Courrier de lectrice

“Pourquoi, après la défaite de la révolution, le fascisme ou le nazisme ne sont-ils pas survenus en Russie ?”

Je remercie le lecteur d’avoir posé cette question : la réponse paraît évidente, mais quand on essaie de la formuler, c’est beaucoup plus difficile.

Je vais donc, à mon niveau, essayer de m’atteler à cette tâche, en tant que sympathisante de longue date du CCI, censée avoir un minimum de conscience ouvrière, de connaissances historiques et de convictions quant à l’avenir de l’humanité et à la nature de la classe ouvrière.

Il faut se placer dans le contexte historique et utiliser les armes du matérialisme dialectique pour comprendre ce qui se passe, l’enchaînement causal des faits.

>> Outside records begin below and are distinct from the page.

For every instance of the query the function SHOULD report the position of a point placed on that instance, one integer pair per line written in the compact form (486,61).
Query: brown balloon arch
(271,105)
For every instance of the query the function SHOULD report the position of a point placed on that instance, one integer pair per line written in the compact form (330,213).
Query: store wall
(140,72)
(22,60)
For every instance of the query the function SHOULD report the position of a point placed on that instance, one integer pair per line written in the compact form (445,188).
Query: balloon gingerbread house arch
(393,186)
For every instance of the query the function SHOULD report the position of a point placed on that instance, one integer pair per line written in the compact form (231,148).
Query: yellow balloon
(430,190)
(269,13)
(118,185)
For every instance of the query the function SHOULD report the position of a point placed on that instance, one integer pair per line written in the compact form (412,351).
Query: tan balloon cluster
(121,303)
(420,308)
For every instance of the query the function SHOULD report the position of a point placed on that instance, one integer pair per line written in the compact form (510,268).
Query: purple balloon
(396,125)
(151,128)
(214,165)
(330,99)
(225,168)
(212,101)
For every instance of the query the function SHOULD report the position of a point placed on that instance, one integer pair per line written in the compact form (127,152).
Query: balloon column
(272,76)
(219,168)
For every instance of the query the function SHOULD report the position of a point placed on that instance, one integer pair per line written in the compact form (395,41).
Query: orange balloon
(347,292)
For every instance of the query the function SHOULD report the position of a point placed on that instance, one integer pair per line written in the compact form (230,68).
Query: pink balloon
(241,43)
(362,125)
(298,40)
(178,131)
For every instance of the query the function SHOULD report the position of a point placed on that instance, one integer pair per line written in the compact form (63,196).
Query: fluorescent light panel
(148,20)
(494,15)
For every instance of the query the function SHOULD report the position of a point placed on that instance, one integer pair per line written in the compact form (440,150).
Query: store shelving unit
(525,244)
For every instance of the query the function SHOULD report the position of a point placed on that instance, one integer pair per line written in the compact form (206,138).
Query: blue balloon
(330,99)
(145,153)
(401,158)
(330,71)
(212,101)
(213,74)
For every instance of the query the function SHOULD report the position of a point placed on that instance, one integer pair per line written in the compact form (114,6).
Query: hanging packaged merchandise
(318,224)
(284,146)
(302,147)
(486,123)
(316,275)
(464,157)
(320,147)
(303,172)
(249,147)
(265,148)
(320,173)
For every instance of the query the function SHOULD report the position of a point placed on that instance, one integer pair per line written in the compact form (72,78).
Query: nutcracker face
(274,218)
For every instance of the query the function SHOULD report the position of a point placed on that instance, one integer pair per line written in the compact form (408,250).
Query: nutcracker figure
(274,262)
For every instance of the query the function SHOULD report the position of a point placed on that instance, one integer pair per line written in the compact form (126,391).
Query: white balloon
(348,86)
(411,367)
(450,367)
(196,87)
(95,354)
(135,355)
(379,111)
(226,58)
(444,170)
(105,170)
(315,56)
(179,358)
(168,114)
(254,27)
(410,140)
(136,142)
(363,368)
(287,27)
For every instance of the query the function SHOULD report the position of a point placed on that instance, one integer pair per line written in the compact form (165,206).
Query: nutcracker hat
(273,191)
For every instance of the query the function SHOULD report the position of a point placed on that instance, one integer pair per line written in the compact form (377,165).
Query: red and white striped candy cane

Le fascisme, comme le nazisme ou le stalinisme, sont le produit du développement historique de chaque pays.

Le cadre dans lequel ces formes de la domination bourgeoise sont apparues est : la Décadence du mode de production capitaliste.

Chaque système de production, depuis les débuts de l’humanité, connaît plusieurs phases : naissance, apogée, décadence.

Le capitalisme n’échappe pas à cette règle et la dernière phase de son existence, la décadence, correspond au Capitalisme d’État.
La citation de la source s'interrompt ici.